Sen. Joe Manchin (D-WV) has made it clear that he will not support the elimination of the filibuster. His stated reason is that the Senate is “the most deliberative body in the world” and that maintaining the filibuster promotes bipartisanship. But the facts show that just the opposite is the case.

The first thing to note is that, even the threat of a filibuster keeps bills from reaching the Senate floor.  Adam Jentleson, author of “Kill Switch: The Rise of the Modern Senate and the Crippling of American Democracy” explained how that happens.

Senate leadership sends a bill around and asks whether anyone has plans to filibuster. “Literally any staff member can reply to that email” to say their bosses object, Jentleson said. “And it’s that single email that today raises the threshold of whatever bill is at stake from a simple majority to a supermajority.”

When Manchin refers to the Senate as “the most deliberative body in the world,” he’s referring to a bygone era. Bills that never come to the floor aren’t deliberated. They just die.

As Alex Tausanovitch and Sam Berger note, the filibuster has two purposes: it allows the Senate minority to (1) prevent their opponents from passing bills that they do not like or, (2) force the majority to negotiate changes. Manchin is right that, in the past, it was used to force negotiations. But more recent history demonstrates that it has primarily been used to prevent the opposition from passing bills. To demonstrate, here is how use of the filibuster has grown:

While consistently on the rise, a huge spike happened during Obama’s presidency. As Michael Grunwald documented in his book The New New Deal, the calculation made by the Republicans was that Obama had promised bipartisanship. The one tool they could use to make him appear to be a failure was the filibuster. It was used to obstruct—in unison—anything Democrats attempted to accomplish. The talking point Republicans wanted was to be able to say that “The only thing bipartisan was the opposition.” Writing in 2011, former Republican operative Mike Lofgren added that Republicans had an interest in ensuring that the Senate couldn’t govern.

A couple of years ago, a Republican committee staff director told me candidly (and proudly) what the method was to all this obstruction and disruption. Should Republicans succeed in obstructing the Senate from doing its job, it would further lower Congress’s generic favorability rating among the American people.
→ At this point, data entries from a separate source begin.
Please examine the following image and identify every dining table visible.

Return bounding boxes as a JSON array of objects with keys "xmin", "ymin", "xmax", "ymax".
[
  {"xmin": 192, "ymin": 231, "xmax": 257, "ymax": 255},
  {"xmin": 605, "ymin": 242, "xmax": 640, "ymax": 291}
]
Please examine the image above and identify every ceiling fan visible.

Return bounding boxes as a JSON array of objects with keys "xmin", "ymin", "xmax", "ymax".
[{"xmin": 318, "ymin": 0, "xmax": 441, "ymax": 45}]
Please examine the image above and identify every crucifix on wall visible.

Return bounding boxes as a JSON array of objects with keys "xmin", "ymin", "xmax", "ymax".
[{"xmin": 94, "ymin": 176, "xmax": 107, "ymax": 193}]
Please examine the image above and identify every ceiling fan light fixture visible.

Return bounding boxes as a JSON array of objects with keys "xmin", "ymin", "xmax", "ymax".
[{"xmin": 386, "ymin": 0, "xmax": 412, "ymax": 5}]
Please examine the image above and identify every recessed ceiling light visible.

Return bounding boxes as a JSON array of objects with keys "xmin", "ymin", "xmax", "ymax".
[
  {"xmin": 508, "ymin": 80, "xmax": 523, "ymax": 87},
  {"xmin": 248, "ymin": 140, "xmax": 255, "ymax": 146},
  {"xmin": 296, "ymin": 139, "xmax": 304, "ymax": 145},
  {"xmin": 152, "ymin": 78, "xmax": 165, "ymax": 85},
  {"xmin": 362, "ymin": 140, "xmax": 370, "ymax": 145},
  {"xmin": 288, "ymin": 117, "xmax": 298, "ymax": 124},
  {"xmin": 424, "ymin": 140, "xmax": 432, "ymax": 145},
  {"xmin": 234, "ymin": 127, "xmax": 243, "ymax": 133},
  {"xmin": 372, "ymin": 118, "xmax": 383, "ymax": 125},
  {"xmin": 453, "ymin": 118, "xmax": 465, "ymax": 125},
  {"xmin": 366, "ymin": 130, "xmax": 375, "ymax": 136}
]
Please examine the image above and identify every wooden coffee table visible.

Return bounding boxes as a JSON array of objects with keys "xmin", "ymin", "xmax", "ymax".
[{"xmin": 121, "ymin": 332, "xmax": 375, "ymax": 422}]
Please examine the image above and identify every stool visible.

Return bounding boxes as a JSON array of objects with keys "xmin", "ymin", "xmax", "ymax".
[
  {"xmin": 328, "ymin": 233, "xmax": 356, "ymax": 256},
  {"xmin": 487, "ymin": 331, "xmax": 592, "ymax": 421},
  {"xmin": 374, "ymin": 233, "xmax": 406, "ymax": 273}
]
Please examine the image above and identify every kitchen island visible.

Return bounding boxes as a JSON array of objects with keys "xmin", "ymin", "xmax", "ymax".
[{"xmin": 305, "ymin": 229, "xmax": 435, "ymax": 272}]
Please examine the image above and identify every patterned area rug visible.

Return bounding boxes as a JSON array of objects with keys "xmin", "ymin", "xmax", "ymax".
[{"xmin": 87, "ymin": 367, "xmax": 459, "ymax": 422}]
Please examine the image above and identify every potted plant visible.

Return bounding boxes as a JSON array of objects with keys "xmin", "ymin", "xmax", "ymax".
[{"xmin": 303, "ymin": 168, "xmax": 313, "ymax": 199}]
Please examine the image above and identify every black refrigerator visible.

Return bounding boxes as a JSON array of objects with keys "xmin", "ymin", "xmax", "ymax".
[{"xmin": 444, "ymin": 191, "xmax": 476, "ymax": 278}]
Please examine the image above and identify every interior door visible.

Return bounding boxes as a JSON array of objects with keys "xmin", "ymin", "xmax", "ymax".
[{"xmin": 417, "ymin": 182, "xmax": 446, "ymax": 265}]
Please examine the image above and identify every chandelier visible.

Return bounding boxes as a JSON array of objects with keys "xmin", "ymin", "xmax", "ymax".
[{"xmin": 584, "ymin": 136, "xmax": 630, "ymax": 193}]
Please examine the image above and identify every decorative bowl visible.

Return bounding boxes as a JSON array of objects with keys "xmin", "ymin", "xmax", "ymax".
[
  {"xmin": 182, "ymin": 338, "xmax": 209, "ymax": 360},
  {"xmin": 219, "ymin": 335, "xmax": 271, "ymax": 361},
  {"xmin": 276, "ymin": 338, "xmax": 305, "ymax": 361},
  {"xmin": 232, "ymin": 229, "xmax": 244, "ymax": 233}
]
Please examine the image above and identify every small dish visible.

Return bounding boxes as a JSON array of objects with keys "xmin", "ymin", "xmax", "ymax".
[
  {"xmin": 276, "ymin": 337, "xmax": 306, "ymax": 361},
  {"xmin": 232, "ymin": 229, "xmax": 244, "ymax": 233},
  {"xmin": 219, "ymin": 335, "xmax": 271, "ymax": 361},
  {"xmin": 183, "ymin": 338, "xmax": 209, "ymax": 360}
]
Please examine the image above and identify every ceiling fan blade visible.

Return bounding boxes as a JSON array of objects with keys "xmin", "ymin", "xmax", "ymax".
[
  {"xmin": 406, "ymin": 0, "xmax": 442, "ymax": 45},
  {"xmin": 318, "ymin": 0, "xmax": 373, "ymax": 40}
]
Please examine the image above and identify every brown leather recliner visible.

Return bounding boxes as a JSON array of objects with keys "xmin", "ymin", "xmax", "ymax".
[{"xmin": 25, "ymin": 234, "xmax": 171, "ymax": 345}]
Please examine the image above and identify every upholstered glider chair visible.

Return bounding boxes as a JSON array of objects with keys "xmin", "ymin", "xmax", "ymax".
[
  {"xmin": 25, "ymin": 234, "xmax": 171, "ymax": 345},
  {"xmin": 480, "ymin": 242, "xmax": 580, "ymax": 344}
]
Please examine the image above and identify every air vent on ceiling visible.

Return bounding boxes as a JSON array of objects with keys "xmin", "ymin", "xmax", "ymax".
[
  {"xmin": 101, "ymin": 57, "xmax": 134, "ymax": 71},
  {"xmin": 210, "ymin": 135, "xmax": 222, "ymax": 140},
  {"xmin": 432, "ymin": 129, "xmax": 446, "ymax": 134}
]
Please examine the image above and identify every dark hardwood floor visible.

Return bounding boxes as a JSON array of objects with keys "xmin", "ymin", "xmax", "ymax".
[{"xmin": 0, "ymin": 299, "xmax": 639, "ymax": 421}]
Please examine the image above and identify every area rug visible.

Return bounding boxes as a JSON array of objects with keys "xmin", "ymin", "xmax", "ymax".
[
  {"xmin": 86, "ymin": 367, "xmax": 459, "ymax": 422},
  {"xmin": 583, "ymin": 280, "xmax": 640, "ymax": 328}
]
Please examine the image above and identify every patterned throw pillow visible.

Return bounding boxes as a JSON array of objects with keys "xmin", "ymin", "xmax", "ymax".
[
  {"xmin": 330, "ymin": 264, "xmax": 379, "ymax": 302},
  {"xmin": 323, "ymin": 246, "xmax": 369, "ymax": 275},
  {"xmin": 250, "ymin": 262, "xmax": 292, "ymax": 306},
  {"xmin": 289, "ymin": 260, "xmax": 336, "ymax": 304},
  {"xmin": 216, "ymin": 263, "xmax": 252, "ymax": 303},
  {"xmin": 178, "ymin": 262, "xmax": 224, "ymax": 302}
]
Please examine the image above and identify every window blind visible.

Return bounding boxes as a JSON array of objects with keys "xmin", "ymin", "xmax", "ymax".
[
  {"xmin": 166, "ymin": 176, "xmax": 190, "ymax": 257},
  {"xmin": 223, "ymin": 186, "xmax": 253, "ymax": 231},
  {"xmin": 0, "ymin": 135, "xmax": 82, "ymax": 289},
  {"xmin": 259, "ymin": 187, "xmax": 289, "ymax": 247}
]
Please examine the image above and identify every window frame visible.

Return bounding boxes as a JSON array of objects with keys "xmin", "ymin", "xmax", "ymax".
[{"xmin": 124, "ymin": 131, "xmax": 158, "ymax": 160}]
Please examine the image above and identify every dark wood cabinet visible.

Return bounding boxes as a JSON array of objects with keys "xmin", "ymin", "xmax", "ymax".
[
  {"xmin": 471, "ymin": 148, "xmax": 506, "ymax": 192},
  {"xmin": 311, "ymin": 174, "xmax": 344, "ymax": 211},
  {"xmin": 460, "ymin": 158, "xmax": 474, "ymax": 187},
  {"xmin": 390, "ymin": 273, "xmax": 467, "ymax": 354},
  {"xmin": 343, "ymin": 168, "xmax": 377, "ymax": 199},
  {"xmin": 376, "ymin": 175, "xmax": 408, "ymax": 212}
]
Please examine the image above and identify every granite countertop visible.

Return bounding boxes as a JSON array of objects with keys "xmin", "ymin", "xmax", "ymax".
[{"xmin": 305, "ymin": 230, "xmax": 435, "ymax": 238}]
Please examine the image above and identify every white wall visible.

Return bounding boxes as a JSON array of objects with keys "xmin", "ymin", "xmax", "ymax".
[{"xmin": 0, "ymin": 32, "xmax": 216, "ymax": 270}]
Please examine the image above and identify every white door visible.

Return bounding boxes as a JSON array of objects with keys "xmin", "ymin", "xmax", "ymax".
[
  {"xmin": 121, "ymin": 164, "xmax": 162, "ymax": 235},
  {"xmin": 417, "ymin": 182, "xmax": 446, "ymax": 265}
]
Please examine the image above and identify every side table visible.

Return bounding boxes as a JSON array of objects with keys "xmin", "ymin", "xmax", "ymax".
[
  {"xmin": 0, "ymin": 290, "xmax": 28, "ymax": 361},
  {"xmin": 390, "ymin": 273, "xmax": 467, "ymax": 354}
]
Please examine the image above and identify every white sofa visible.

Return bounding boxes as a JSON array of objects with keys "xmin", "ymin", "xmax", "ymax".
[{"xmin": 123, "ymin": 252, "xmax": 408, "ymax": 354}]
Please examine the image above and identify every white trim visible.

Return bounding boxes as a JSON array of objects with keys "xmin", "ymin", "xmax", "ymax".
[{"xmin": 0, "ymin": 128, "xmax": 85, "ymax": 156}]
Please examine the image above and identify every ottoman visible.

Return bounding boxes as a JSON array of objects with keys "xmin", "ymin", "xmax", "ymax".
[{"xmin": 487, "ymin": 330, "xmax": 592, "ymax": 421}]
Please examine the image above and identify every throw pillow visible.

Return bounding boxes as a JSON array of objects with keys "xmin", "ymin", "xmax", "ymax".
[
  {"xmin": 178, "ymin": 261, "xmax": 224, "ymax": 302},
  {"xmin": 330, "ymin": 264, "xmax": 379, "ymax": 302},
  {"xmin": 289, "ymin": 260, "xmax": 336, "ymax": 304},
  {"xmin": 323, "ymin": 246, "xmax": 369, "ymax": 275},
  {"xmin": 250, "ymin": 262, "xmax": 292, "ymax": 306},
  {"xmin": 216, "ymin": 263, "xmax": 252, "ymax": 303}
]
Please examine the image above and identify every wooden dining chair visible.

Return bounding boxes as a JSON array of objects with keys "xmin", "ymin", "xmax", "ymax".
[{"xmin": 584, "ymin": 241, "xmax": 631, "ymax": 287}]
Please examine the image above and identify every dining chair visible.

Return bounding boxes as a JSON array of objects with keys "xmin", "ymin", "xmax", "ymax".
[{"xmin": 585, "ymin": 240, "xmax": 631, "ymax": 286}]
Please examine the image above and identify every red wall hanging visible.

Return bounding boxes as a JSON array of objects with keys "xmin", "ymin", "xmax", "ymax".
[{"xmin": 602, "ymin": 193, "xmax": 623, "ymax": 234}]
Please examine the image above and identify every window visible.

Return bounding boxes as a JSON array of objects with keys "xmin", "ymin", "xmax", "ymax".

By sabotaging the reputation of an institution of government, the party that is programmatically against government would come out the relative winner.

Lest anyone think that strategy is a thing of the past, Minority Leader McConnell promised that if a Democrat was elected president in 2020, he would return to using the filibuster to obstruct the governing process.

By refusing to consider the elimination of the filibuster, Manchin is giving McConnell the tool he needs to do the same thing to Biden that he did to Obama: use the filibuster to sabotage the reputation of “the most deliberative body in the world” and ensure that the only thing bipartisan is the opposition.